[2/2] builtin/show-ref.c: limit output with `--count`

Message ID	3fcf1f555715e925385d37712ffe880bb869741e.1654552560.git.me@ttaylorr.com (mailing list archive)
State	New, archived
Headers	show Return-Path: <git-owner@kernel.org> Date: Mon, 6 Jun 2022 17:56:07 -0400 From: Taylor Blau <me@ttaylorr.com> To: git@vger.kernel.org Cc: derrickstolee@github.com, gitster@pobox.com Subject: [PATCH 2/2] builtin/show-ref.c: limit output with `--count` Message-ID: <3fcf1f555715e925385d37712ffe880bb869741e.1654552560.git.me@ttaylorr.com> References: <cover.1654552560.git.me@ttaylorr.com> MIME-Version: 1.0 Content-Type: text/plain; charset=utf-8 Content-Disposition: inline In-Reply-To: <cover.1654552560.git.me@ttaylorr.com> Precedence: bulk
Series	builtin/show-ref.c: support `--count` for limiting output \| expand [0/2] builtin/show-ref.c: support `--count` for limiting output [1/2] builtin/show-ref.c: rename `found_match` to `matches_nr` [2/2] builtin/show-ref.c: limit output with `--count`

Taylor Blau June 6, 2022, 9:56 p.m. UTC

`git show-ref` is a useful tool for answering existential questions
about whether or not certain (kinds of) references exist or not. For
example, to quickly determine whether or not a repository has any tags,
one could run:

    $ git show-ref -q --tags | head -1

and check whether there was any output.

But certain environments (like spawning Git processes from Ruby code) do
not have ergonomic ways to simulate sending SIGPIPE back to `show-ref`
when they have seen enough output.

Callers _could_ use `for-each-ref`, which has supports a `--count`
option to limit output, but this is sub-par for latency-sensitive
callers since `for-each-ref` buffers all results before printing
anything. In the above instance, even something like:

    $ git for-each-ref --count=1 -- 'refs/tags/*'

will enumerate every tag in a repository before deciding to print just
the first one. (The current behavior exists to accommodate sorting the
output from for-each-ref, and could be improved. See [1] for previous
work in this area).

In the meantime, introduce support for a similar `--count` option in
`show-ref`, so that callers can run:

    $ git show-ref -q --tags --count=1

to quickly determine whether a repository has any (e.g.) tags or not by
only enumerating at most one reference.

(This option is currently "incompatible" with `--verify`, though there
is no reason why the meaning of `--count` couldn't be extended to mean,
"with `--verify`, only verify `<n>` references".)
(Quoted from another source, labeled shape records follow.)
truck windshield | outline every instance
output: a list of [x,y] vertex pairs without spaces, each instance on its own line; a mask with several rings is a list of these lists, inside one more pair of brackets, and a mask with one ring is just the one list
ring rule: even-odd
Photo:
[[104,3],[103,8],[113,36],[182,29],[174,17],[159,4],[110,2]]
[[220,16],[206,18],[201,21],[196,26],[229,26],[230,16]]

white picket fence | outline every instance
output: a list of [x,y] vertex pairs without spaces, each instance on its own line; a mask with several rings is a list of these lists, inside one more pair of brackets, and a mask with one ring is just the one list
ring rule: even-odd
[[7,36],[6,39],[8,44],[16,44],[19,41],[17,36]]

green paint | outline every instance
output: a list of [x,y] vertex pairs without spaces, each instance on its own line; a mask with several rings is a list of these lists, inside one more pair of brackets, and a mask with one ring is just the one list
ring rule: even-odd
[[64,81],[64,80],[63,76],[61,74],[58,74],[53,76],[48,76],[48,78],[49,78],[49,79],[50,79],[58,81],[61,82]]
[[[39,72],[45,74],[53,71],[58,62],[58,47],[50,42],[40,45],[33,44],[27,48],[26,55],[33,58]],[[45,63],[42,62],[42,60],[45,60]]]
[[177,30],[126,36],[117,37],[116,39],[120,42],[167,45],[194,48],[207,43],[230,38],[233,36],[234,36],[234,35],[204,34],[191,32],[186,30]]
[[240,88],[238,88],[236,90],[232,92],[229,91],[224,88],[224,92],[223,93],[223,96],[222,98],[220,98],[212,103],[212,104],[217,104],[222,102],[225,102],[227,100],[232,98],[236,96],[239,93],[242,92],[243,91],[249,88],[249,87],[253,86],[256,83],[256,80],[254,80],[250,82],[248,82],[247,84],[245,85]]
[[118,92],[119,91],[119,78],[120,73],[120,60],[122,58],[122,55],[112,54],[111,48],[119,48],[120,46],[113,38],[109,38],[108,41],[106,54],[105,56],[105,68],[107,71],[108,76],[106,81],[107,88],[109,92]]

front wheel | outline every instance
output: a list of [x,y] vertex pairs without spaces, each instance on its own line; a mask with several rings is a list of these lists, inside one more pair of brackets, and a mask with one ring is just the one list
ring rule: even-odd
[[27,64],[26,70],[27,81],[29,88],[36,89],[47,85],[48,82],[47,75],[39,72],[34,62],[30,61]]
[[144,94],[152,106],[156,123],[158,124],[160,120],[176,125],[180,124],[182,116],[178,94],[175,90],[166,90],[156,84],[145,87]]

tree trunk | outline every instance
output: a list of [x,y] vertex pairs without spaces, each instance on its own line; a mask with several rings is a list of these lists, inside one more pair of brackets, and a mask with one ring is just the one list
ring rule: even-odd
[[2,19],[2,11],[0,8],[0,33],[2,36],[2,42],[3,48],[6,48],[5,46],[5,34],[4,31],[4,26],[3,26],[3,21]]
[1]: https://lore.kernel.org/git/YTNpQ7Od1U%2F5i0R7@coredump.intra.peff.net/

Signed-off-by: Taylor Blau <me@ttaylorr.com>
---
 Documentation/git-show-ref.txt |  7 ++++++-
 builtin/show-ref.c             | 23 ++++++++++++++++++++++-
 t/t1403-show-ref.sh            | 21 +++++++++++++++++++++
 3 files changed, 49 insertions(+), 2 deletions(-)
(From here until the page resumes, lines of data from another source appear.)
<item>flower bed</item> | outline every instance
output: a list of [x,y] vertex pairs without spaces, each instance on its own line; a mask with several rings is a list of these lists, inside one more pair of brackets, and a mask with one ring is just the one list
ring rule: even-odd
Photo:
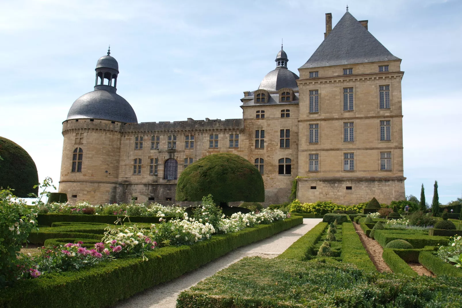
[[[214,235],[189,246],[168,246],[141,258],[102,262],[79,271],[50,274],[0,290],[0,307],[105,307],[193,270],[234,249],[303,223],[301,217]],[[20,296],[18,296],[21,294]]]

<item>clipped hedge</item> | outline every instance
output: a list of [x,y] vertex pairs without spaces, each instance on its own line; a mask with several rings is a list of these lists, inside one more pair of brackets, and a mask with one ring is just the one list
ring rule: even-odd
[[[164,217],[144,216],[131,216],[126,218],[122,222],[122,223],[128,222],[145,222],[148,223],[158,223],[159,219],[163,218],[167,221],[174,219],[172,216]],[[122,217],[123,219],[123,217]],[[116,215],[85,215],[79,214],[39,214],[37,216],[37,222],[42,226],[51,226],[53,222],[99,222],[100,223],[107,223],[110,225],[114,224],[114,222],[118,219]]]
[[[0,307],[107,307],[146,289],[178,277],[233,249],[303,222],[299,216],[213,235],[190,246],[169,246],[142,258],[105,262],[77,272],[49,274],[0,290]],[[20,296],[18,296],[20,295]]]
[[304,261],[309,255],[314,255],[315,244],[321,239],[328,224],[327,222],[317,224],[276,258]]
[[416,273],[404,260],[400,258],[393,250],[385,248],[382,254],[383,261],[395,274],[404,274],[408,276],[417,276]]
[[446,275],[462,277],[462,269],[445,262],[429,252],[421,252],[419,255],[419,262],[437,276]]
[[353,224],[342,225],[342,252],[340,257],[343,262],[353,263],[359,269],[369,271],[377,270]]
[[422,248],[426,246],[447,246],[449,240],[443,236],[430,236],[419,234],[406,234],[392,232],[390,230],[377,230],[374,239],[382,247],[395,240],[404,240],[409,242],[414,248]]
Junio C Hamano June 6, 2022, 11:09 p.m. UTC | #1

Taylor Blau <me@ttaylorr.com> writes:

> +--count::
> +
> +	Do not print more than `<n>` matching references, or print all
> +	references if `<n>` is 0. Incompatible with `--exclude-existing`
> +	and `--verify`.

I can easily understand why the option being incompatible with
"--verify", but I do not see a reason why this should not work with
"--exclude-existing" from end user's point of view.

I know it is processed in a completely separate code path, but that
does not stop end users from complaining.

Ævar Arnfjörð Bjarmason June 7, 2022, 8:07 a.m. UTC | #2

On Mon, Jun 06 2022, Taylor Blau wrote:

> diff --git a/Documentation/git-show-ref.txt b/Documentation/git-show-ref.txt
> index ab4d271925..28256c04dd 100644
> --- a/Documentation/git-show-ref.txt
> +++ b/Documentation/git-show-ref.txt
> @@ -10,7 +10,7 @@ SYNOPSIS
>  [verse]
>  'git show-ref' [-q|--quiet] [--verify] [--head] [-d|--dereference]
>  	     [-s|--hash[=<n>]] [--abbrev[=<n>]] [--tags]
> -	     [--heads] [--] [<pattern>...]
> +	     [--heads] [--count=<n>] [--] [<pattern>...]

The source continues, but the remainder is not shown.